The heavy-hitting raga pioneers get anthologized. Here's hoping they'll finally receive their long overdue honor.
If Jimi saw his stone free, the band the guitarist's English follower Mick Hutchinson created with organist and reeds player Andy Clark felt no need for superficial euphemisms to set out their wares on the ensemble's third album, 1970's "Retribution", their second out of three laid down for Decca and spread here over two discs. Both men graduated from SAM GOPAL'S DREAM, and the raga vibe they caught from the Malaysian-born tabla-driver is all over the duo's debut on this label, 1969's "A=MH2", but on tracks like "Improvisation On An Indian Scale" and "Improvisation On A Modal Scale" that bookend the album, Hutchinson took it much further, lining sharp riffs, adventurous solos and relentlessly funky strum over Clark's brass-and-percussion bedrock.
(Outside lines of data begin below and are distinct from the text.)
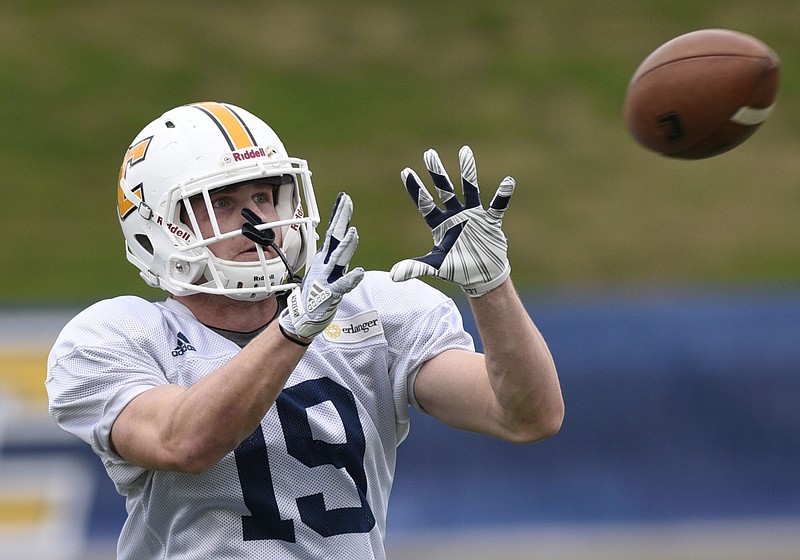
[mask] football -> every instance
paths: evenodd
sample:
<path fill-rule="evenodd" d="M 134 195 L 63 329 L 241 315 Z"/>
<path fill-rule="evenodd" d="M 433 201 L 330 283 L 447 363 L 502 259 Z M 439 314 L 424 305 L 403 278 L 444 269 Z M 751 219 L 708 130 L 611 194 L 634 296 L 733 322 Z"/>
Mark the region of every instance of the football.
<path fill-rule="evenodd" d="M 749 138 L 775 104 L 780 61 L 760 40 L 701 29 L 668 41 L 633 74 L 625 126 L 645 148 L 680 159 L 709 158 Z"/>

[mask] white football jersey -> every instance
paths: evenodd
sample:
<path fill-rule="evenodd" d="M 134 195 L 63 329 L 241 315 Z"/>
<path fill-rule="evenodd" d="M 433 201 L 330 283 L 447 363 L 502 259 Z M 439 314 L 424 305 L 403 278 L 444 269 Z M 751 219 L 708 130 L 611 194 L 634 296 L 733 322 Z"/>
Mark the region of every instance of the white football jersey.
<path fill-rule="evenodd" d="M 452 300 L 368 272 L 258 429 L 199 475 L 146 470 L 109 448 L 134 397 L 190 386 L 240 350 L 177 301 L 122 296 L 81 312 L 50 353 L 46 385 L 53 418 L 92 446 L 126 498 L 119 560 L 384 558 L 410 380 L 450 348 L 474 349 Z"/>

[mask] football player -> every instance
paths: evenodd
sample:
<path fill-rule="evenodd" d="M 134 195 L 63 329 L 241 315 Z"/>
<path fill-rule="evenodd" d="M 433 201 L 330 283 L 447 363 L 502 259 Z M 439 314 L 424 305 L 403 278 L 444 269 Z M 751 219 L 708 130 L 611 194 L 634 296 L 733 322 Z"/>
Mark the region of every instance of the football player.
<path fill-rule="evenodd" d="M 126 499 L 120 560 L 384 558 L 410 406 L 517 443 L 559 430 L 553 360 L 509 277 L 514 180 L 484 208 L 469 148 L 463 201 L 436 152 L 424 159 L 441 206 L 401 177 L 434 249 L 365 272 L 350 268 L 350 197 L 317 250 L 307 163 L 250 112 L 193 103 L 136 136 L 119 221 L 128 259 L 169 296 L 82 311 L 46 381 L 52 417 Z M 483 353 L 422 275 L 463 288 Z"/>

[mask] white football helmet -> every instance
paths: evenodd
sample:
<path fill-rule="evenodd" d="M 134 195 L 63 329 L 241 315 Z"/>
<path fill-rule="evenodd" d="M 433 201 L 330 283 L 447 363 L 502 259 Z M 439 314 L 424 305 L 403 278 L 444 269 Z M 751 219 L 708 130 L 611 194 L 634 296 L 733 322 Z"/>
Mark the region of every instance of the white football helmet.
<path fill-rule="evenodd" d="M 255 227 L 281 228 L 280 257 L 265 257 L 258 243 L 257 261 L 216 257 L 209 246 L 242 231 L 220 231 L 209 192 L 270 177 L 280 185 L 279 219 Z M 212 237 L 200 233 L 190 197 L 205 200 Z M 316 252 L 319 211 L 306 161 L 289 157 L 264 121 L 225 103 L 184 105 L 148 124 L 122 161 L 117 210 L 128 260 L 150 286 L 174 295 L 264 299 L 294 288 Z"/>

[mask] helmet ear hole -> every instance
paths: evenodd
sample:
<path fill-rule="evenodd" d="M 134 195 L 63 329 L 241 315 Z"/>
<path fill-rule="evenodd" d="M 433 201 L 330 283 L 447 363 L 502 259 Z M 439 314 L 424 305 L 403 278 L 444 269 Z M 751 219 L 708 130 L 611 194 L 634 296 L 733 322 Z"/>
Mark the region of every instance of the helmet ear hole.
<path fill-rule="evenodd" d="M 150 238 L 142 233 L 137 233 L 133 236 L 136 239 L 136 242 L 148 253 L 151 255 L 153 254 L 153 244 L 150 242 Z"/>

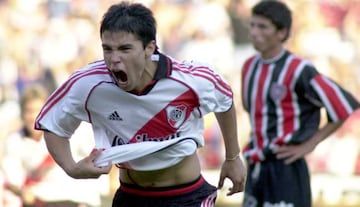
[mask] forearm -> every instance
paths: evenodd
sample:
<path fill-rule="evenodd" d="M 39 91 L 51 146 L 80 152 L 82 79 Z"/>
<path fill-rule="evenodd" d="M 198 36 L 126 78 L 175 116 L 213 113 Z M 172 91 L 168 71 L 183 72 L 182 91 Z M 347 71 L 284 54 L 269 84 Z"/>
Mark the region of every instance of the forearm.
<path fill-rule="evenodd" d="M 46 146 L 55 162 L 71 176 L 75 161 L 71 154 L 69 139 L 59 137 L 52 132 L 44 132 Z"/>
<path fill-rule="evenodd" d="M 226 159 L 235 158 L 240 153 L 235 106 L 226 112 L 215 113 L 215 116 L 223 135 Z"/>
<path fill-rule="evenodd" d="M 334 133 L 336 130 L 338 130 L 343 125 L 344 122 L 345 122 L 345 120 L 341 120 L 341 121 L 334 122 L 334 123 L 332 123 L 332 122 L 327 123 L 324 127 L 320 128 L 314 134 L 314 136 L 312 136 L 308 140 L 308 143 L 315 147 L 321 141 L 323 141 L 324 139 L 329 137 L 332 133 Z"/>

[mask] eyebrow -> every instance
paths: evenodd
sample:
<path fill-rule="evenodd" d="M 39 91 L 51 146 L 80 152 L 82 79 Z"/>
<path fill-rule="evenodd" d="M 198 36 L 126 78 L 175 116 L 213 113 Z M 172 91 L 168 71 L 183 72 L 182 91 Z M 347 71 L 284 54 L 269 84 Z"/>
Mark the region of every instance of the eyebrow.
<path fill-rule="evenodd" d="M 110 45 L 108 44 L 101 44 L 101 46 L 103 48 L 112 48 Z M 133 45 L 132 44 L 122 44 L 122 45 L 118 45 L 118 46 L 115 46 L 116 48 L 132 48 Z"/>

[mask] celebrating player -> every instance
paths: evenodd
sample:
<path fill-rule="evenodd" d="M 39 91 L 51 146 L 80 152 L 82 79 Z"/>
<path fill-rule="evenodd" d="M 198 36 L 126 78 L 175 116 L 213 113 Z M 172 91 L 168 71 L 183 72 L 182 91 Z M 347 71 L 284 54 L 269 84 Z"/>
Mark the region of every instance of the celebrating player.
<path fill-rule="evenodd" d="M 104 60 L 74 72 L 47 100 L 35 128 L 43 130 L 55 161 L 74 178 L 120 169 L 113 207 L 214 206 L 217 188 L 201 176 L 197 148 L 203 117 L 215 112 L 225 161 L 219 186 L 242 192 L 233 93 L 212 68 L 159 52 L 156 21 L 139 3 L 111 6 L 100 25 Z M 81 121 L 92 124 L 96 147 L 75 162 L 69 138 Z"/>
Way ahead of its time with the world music almost scientific exploration, it induces a trance-like state, so there's no need for acid to go space-out in the instrumental - save for the choir in "Impromptu In E Minor" - swirl.
An infectious flamenco of the baroque-tinged "Acapulco Gold" from "Retribution" and "Man's Best Friend" from 1971's "Gestalt" show that the guitarist could apply his classical skills on acoustic ever so straight, like no other rock axeman in the late '60s, yet the title track rages in the bluesy sea where Clark delivers demented Hendrixesque mantra before leading the now-quartet into an Ellington-like piano journey. Here, "stoned" can also mean "rock solid", and "Death, The Lover" effectively stalks the SABBATH swamp, while organ solo in "Best Suit" reveals a prog thread in this "Little Wing" rewrite. And then "Gestalt" tackles much more experimental matters, from the pure jazz of "Disorientated" - in two Part One's for the dizziest of effects - to the heavy folk of "The Light Burns On", rough 'n' sweet acoustic ballads such as "Boat In The Morning Mist" and the sitar-imitating "Orientated" to swing it all back to the East drones.
Yet towards the end, the initial impetus was clearly lost, as was the direction, so the demise must have been inescapable. But obscurity for a band so bold and adventurous? This compilation should take CLARK-HUTCHINSON out from the dark recesses of the Brit rock pantheon and place them closer to the pedestal.